Maeve Binchy proved as gracious and charming as her characters when she spoke about her book, Tara Road (Delacorte).
WRITER'S DIGEST: What's a typical writing day like?
MAEVE BINCHY: We live in a very small place in Ireland called Dalkey, where I grew up. I'm married to a writer, Gordon Snell, and we regard writing like a job. We race up the stairs at 8 the morning when we have to be at our desks. We rush around the place and say "Gosh, we'll be late!" I work from 8 until 2 five days a week
WD: How do you get started?
BINCHY: I regard my work as storytelling. People want to know what happens next, so I spend a lot of time plotting: by the end of Chapter 1, this has to happen, and then this must happen by the end of Chapter 2.
I think about a feeling first, or an emotionfriendship or betrayal or hypocrisy. Tara Road is about the shock of a betrayal and the strength that comes from friendship. And I always have to advance these things. I try to imagine what would happen if it happened to me, or my friends. I try to believe in characters as people, and I imagine what I would do if this happened to me, how would I react. This is a great writer's tool: "What would I feel like if this would happen to me?" It helps you flesh out the book a bit.
You have to live in your mind or imagination in your writing, more than you do in your real life. I'm a matronly, mumsy woman, and if it was all about me and my cats, it would be boring for the readers, and that's not the way novels are madethere's no tension or drama.

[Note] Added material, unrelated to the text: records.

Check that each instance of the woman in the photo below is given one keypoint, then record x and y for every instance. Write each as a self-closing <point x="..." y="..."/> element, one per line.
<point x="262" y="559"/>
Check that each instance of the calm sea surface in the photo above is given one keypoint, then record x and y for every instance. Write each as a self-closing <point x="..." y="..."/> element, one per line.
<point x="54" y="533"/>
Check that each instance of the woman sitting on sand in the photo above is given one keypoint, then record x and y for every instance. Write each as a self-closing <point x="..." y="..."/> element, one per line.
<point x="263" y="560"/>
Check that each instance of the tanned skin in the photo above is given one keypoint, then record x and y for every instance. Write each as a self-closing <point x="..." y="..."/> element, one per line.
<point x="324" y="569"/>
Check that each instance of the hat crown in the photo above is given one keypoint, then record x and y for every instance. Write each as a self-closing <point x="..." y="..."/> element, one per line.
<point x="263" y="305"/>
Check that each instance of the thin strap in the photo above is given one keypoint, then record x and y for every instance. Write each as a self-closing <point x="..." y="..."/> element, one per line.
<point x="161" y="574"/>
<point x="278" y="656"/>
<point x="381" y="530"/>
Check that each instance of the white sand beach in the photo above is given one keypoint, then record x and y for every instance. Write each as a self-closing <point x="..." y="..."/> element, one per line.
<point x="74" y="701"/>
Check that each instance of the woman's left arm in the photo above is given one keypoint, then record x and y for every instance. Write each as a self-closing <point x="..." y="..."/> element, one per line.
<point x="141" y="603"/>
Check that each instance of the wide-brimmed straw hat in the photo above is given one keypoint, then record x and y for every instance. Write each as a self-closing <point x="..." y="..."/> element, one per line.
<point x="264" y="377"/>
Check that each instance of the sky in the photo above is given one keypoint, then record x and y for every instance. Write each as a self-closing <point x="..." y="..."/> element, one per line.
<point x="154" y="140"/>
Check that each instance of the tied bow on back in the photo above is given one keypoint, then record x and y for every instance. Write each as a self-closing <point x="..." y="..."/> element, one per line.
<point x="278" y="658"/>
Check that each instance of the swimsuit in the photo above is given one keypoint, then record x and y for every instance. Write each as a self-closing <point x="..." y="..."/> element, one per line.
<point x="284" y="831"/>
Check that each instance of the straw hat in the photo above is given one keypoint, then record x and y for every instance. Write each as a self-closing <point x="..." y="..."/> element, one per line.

WD: Tell us about Tara Road.
BINCHY: I hope people like it because there are two very strong women who do a home exchange, one in Connecticut and one in Ireland, and it's really about coping and surviving. There's something very strange and intimate about living with someone else's possessions. When I did a home exchange I felt very protective about her, the woman who owned the house.... It's an intimate relationship. I knew all about this woman and I had never met her.
WD: What's the most difficult aspect of writing for you?
BINCHY: I have a frightful temptation to use a cast of thousands and to deal with the details of all the neighbors and friends, a huge wide tapestry. I have to remind myself, keep it focused. If you spend too much time on the small characters, we have a hard time remembering who the biggest characters are.
WD: Do you revise?
BINCHY: Hardly at all. I've been two things that helped me with writing: a journalist and a teacher. A journalist is used to being edited and that's good training to be a novelist. I say, if you think it's too wordy, then cut it. I believe in my editor and agent. I think writers should be prepared to listen to the professionals.
WD: Any advice for future novelists?
BINCHY: You have to keep at it and refuse to be upset by rejection. We all have rejection. I was rejected five times before I started, and there must be five publishers now who are sick and regretting that!
And the other thing is to write as you speak... I write as I speak and it's very quick and breathless. And it worked. I thought it would only work in Ireland, but it works everywhere. You know when people put on an accent, it's annoying. When someone speaks like themselves, it's much nicer and you want to be friends with them. That's what makes it good.
WD: What's coming up next?
BINCHY: I write a big book every two years, I've been doing that for the last 18 years. I've started to think about the book after this. But if you talk about it you think you've written it and you haven't and then the publisher's coming looking.